La décision du Conseil constitutionnel du 20 mars 2003 porte sur le rejet d’un compte de campagne par la Commission nationale des comptes de campagne et des financements politiques. Un candidat à l’élection législative de juin 2002 dans les Hauts-de-Seine avait déposé un compte incomplet, sans tous les justificatifs bancaires. La commission saisit le juge constitutionnel pour faire constater l’inéligibilité de l’intéressé. La question de droit était de savoir si l’absence initiale de pièces justificatives devait entraîner l’inéligibilité.

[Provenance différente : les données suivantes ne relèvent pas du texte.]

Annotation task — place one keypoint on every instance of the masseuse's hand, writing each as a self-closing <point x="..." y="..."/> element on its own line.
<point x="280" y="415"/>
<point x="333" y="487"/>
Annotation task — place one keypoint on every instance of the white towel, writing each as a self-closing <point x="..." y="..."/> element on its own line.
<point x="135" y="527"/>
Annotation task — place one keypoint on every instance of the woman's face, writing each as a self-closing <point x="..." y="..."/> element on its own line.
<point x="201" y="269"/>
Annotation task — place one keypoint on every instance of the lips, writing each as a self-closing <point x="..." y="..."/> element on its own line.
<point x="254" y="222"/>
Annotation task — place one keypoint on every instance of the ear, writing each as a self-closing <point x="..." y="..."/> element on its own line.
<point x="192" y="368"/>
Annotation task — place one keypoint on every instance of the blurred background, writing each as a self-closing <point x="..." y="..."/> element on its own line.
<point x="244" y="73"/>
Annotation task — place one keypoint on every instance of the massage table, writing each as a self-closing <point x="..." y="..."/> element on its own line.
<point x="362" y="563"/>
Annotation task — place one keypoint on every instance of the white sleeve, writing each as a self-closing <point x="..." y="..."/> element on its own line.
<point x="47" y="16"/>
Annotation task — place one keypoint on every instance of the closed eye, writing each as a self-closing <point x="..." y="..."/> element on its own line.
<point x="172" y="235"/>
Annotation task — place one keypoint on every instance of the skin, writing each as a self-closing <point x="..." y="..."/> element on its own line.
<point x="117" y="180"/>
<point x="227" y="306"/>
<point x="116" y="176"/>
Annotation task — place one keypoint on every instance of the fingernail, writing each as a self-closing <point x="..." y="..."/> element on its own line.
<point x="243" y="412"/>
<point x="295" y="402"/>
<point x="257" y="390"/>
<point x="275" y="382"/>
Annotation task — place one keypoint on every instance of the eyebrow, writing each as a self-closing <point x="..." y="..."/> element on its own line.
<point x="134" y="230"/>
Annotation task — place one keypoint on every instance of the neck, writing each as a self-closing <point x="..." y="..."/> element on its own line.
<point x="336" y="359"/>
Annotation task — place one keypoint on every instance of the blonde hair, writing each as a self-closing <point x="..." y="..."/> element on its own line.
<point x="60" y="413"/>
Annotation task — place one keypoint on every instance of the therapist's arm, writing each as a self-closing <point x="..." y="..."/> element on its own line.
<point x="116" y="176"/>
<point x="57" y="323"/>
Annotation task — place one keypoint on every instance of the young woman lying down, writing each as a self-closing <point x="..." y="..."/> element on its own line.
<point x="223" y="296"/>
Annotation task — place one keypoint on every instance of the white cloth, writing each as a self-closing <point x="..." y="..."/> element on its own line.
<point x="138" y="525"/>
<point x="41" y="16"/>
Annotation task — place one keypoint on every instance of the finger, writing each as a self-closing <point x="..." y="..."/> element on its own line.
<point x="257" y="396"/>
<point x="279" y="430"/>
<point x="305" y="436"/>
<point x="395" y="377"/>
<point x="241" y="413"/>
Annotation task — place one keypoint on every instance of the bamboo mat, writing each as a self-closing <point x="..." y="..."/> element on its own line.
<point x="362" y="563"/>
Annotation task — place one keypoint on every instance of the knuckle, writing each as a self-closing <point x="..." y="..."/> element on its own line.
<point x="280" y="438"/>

Le Conseil constitutionnel a répondu par la négative, refusant de prononcer l’inéligibilité.
La régularisation tardive des pièces justificatives permet d’écarter l’inéligibilité.
Le Conseil considère que le candidat a produit pour la première fois devant lui l’ensemble des pièces manquantes. Il précise que “les relevés bancaires produits établissent le paiement effectif du montant total des dépenses” (considérant 2). Cette solution affirme le principe de la régularisation possible en cours d’instance. La valeur de cette décision est de tempérer la rigueur formelle de l’article L.O. 128. Sa portée est d’offrir une seconde chance au candidat de bonne foi, en privilégiant la réalité matérielle des dépenses sur la seule forme.
Le contrôle du juge se concentre sur la réalité des dépenses et non sur le formalisme du dépôt.
Le Conseil écarte l’application de l’inéligibilité en l’absence de fraude ou de mauvaise foi du candidat. Il retient que le compte, bien qu’incomplet à l’origine, est finalement sincère et vérifiable. La valeur de cette solution est de consacrer un contrôle matériel et substantiel du compte de campagne. Sa portée est protectrice pour le candidat qui démontre sa bonne foi par la production ultérieure des pièces. Elle rappelle que l’objectif du législateur est la sincérité du financement électoral, non la sanction automatique d’une omission.